J’apprends d’ailleurs que les gestionnaires des hedge funds, qui parient à court terme sur les marchés, n’ont jamais gagné autant d’argent que l’an dernier. Le Figaro a cité Absolute Return, bible de la profession qui a révélé que que les 25 premiers ont empoché en 2009 plus de 25 milliards de dollars, soit 3 milliards de plus qu’en 2007. Le hedge fund de “notre” George Soros, d’origine hongroise, avec 3,3 milliards de gains occupe la deuxième place du palmarès. Mais devons-nous leur imputer tous nos maux, à ces fameux spéculateurs qui attaquent maintenant l’euro? Un complot ourdi dans le cadre de dîners secrets? Ou bien géré par les fameuses agences de notation qui ont déclenché l’assaut contre l’euro en dégradant brutalement la note de la Grèce? Une telle décision met en mouvement quasi automatiquement les programmes des banques et des divers fonds d’épargne: tout le monde vend vite les bonds dégradés, ce qui fait baisser les cours plus encore…
C’est vrai, mais en fin de compte, les spéculateurs ne sont que des boucs émissaires. Ils ne spéculent pas sur notre faiblesse si nous ne vidons pas trop les caisses de nos entreprises ou de nos états (en déclarant en même temps qu’elles sont pleines), tout comme la raison d’être des agences de notation est de protéger nos investissements en indiquant leurs risques. Et c’est à Jacques Attali de nous expliquer que dans les derniers 20-30 ans, la croissance s'est faite par l’endettement – et cela ne peut pas continuer longtemps.
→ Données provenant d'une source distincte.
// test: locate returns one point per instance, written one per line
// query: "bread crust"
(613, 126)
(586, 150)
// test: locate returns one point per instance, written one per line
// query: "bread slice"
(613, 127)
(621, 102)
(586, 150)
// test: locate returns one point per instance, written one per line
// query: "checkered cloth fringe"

François de Closets renchérit: les hommes politiques nous ont menti. En Argentine, cela a mené à la catastrophe de 2001. Maintenant, après l’Argentine, c’est la Grèce…
Le lendemain, c’est le directeur du FMI qui déclare, depuis son bureau de Washington que oui, il faut empêcher les spéculateurs de s’enrichir sur nos failles mais si nous mettons l’ordre dans notre économie, ils ne pourront lancer leurs attaques. Il a convaincu Angela Merkel de la nécessité d’aider les Grecs malgré leurs erreurs car il s’agit du sort de l’euro et de l’Europe. En même temps, les Grecs doivent se soumettre à une cure d’amaigrissement – ferme, mais graduelle, et donc supportable.
C’est donc ainsi que je m’instruis ces jours-ci, en suivant les propos des économistes qui parlent depuis ces studios situés à Paris. Ce n'est pas si loin: Budapest se situe quelque part entre Paris et Athènes – et pas seulement sur la carte.